I just read a post at Mad Genius Club discussing reading and cultural heritage. This post was based on an article at Intellectual Takeout analyzing 7th and 8th grade reading lists in Minnesota public schools in 1908 vs. 2019. Both of these posts got me thinking about what I read, and how much I read (or don’t sometimes). The post on cultural heritage struck a chord. Many people home school these days because they don’t feel that their kids are getting a good enough education in the public school system. (Right now, I can hear teacher friends and friend who have teachers as friends screaming that I’m blaming the teachers…No. I’m not.) The teachers are teaching the curriculum that was ginned up by the politicians in their various states. Believe it or not, the federal government and Betsy deVoss have very little to do with what a state does or does not do in terms of education curriculum. Like many things the federal government decrees, it gets states to fall in line via the simple expedient of blackmail. The feds threaten the subsidies to states if states fail to do what the feds want. The states have become so dependent on the feds for budgets for education and other areas that they fall in line like good little boys and girls (Go look up the history of setting the legal drinking age to 21. Blackmail via highway funds.)

It’s become very fashionable to distance oneself from our Western, European, Judeo-Christian cultural heritage. All the “best” minds will explain (at dreary length) how that culture is corrupt and led to all sorts of evils like slavery and colonialism and racism and…and…whatever else they can think of that they don’t like. But slavery existed (and still does in many parts of the world) long before Western civilization was a twinkle in any one’s eyes. Racism is the normal course of human interaction. Doesn’t make it right, but it’s a normal human reaction. Just go to any fully integrated high school cafeteria at lunch time. Kids self-segregate. Doesn’t mean they don’t like kids of other races, just means they’re more comfortable with those who look like them. Also doesn’t mean they don’t hang out with kids of other races, just not all the time. Do you hang out with the same exact set of friends all the time? Or do you mix it up. If you read, you understand that while aspects of civilization created and even encouraged those ills, other aspects worked to end them and make them the anathema they are today.

Where was I going with this? Oh yeah. Reading and cultural history. It’s important to understand history. How can you say where a society, country, organization went wrong or right if you don’t know and understand the history of it? How can you understand and know the history if you don’t read? And, it’s not just history books of all stripes we need to be reading (and our kids too), it’s all kinds of books from fiction to fantasy to fairy tales to poetry to essays on life, the universe and everything, to opinion pieces on the outrage topic du jour. All of these give insights into culture, history, and social mores. Reading should be done in such as way as to give you a depth and breadth of knowledge and experience such that you are able to take in many factors and understand the outcomes and consequences (both intended and unintended).

Groups and individuals will always interpret the same book/article/essay in different manners. That’s what reasoned, analytical discussions are for. To figure out where those interpretations are based and why they appear.

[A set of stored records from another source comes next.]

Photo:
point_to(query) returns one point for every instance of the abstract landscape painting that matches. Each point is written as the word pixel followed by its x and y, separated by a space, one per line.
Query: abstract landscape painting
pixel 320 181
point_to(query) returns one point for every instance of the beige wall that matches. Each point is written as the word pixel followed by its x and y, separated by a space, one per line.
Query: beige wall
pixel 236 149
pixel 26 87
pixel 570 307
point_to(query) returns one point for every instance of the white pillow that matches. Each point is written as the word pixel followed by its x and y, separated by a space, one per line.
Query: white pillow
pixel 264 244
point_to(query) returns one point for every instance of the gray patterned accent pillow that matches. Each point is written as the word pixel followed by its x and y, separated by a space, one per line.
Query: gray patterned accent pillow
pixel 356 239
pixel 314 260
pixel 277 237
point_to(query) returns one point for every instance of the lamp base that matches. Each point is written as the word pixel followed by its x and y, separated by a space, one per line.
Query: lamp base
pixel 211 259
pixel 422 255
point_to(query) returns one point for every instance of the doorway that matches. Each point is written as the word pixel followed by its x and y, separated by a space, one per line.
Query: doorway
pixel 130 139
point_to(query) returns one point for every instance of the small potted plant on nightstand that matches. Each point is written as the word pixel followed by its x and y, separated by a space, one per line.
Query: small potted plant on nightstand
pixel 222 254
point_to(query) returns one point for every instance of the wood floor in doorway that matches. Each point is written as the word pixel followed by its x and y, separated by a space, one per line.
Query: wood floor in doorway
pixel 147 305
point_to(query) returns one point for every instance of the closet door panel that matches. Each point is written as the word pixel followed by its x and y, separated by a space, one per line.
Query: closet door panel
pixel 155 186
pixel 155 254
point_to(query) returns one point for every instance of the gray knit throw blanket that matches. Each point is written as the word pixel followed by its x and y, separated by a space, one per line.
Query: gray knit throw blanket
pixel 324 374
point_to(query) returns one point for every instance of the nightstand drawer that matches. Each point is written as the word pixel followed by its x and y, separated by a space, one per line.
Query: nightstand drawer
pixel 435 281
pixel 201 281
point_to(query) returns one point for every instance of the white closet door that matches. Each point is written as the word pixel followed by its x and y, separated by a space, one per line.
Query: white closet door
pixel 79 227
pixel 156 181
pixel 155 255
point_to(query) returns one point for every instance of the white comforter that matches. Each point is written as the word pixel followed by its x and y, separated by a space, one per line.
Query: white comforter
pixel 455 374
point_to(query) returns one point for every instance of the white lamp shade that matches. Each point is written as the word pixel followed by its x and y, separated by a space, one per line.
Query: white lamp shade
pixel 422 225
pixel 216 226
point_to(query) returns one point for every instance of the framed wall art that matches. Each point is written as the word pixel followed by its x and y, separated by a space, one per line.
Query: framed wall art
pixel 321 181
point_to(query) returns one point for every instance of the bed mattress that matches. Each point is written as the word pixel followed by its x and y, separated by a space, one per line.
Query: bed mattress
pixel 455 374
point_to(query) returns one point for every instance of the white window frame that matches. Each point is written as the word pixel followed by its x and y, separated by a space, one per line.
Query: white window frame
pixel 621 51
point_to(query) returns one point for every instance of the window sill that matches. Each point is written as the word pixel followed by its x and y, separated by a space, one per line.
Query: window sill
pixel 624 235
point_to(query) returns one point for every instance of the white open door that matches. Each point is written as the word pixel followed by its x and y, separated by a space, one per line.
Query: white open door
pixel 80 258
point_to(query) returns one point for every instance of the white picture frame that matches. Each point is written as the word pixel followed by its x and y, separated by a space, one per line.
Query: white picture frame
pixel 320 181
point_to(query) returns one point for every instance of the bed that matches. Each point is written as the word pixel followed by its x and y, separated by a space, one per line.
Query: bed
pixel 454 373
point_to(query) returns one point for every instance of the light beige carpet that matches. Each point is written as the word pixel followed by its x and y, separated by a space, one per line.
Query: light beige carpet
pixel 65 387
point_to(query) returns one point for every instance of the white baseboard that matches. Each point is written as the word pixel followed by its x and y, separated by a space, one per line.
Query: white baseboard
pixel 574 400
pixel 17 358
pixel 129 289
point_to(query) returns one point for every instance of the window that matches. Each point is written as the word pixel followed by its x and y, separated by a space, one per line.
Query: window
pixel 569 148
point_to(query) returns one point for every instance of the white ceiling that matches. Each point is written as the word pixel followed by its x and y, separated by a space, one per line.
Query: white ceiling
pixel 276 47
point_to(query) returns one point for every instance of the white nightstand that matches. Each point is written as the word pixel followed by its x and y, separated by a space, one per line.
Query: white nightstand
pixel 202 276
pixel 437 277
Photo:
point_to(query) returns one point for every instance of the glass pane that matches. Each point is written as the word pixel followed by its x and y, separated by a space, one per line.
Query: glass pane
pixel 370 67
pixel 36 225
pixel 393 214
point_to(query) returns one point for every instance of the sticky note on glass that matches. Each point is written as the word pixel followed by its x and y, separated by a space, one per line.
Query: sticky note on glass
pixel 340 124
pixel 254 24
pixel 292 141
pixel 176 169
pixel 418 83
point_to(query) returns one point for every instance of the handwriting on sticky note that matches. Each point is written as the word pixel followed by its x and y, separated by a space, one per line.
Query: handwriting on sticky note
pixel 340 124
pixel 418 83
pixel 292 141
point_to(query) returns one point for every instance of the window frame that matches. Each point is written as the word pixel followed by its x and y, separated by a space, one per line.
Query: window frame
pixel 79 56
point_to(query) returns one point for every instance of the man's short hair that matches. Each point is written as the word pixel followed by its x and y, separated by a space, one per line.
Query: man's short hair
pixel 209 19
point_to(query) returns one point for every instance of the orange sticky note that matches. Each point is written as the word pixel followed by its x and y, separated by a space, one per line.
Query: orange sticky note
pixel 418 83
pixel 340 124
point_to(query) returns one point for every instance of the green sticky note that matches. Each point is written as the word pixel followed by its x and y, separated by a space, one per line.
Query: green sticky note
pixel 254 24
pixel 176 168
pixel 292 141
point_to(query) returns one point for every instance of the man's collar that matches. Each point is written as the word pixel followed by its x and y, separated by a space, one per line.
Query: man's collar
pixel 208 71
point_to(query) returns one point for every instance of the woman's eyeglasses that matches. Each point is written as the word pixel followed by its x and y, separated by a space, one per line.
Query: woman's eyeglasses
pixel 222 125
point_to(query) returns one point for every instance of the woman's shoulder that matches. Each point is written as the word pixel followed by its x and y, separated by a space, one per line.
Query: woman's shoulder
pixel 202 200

Sometimes reading different analyses on the same book or essay reminds of this meme I saw on Facebook a while back:

25+ Best Memes About the English Teacher | the English ...

You don’t have to explain why, but it bears remembering that when you read an analysis or interpretation of a work you are reading the author’s analysis/interpretation of another author. It’s fine to agree, as long as you’ve read the same original piece. Thus, basing your own analysis/interpretation on your own reading and not trusting somebody else to read it and interpret it the same way you do.

All of this is a long way of saying that reading everything, even things you find disturbing, angering, whatever, is the best way to develop your own critical thinking skills and pick up some knowledge and maybe even appreciation for your own history and that of the culture in which you were raised.

Try it. Read something and see what happens to your brain.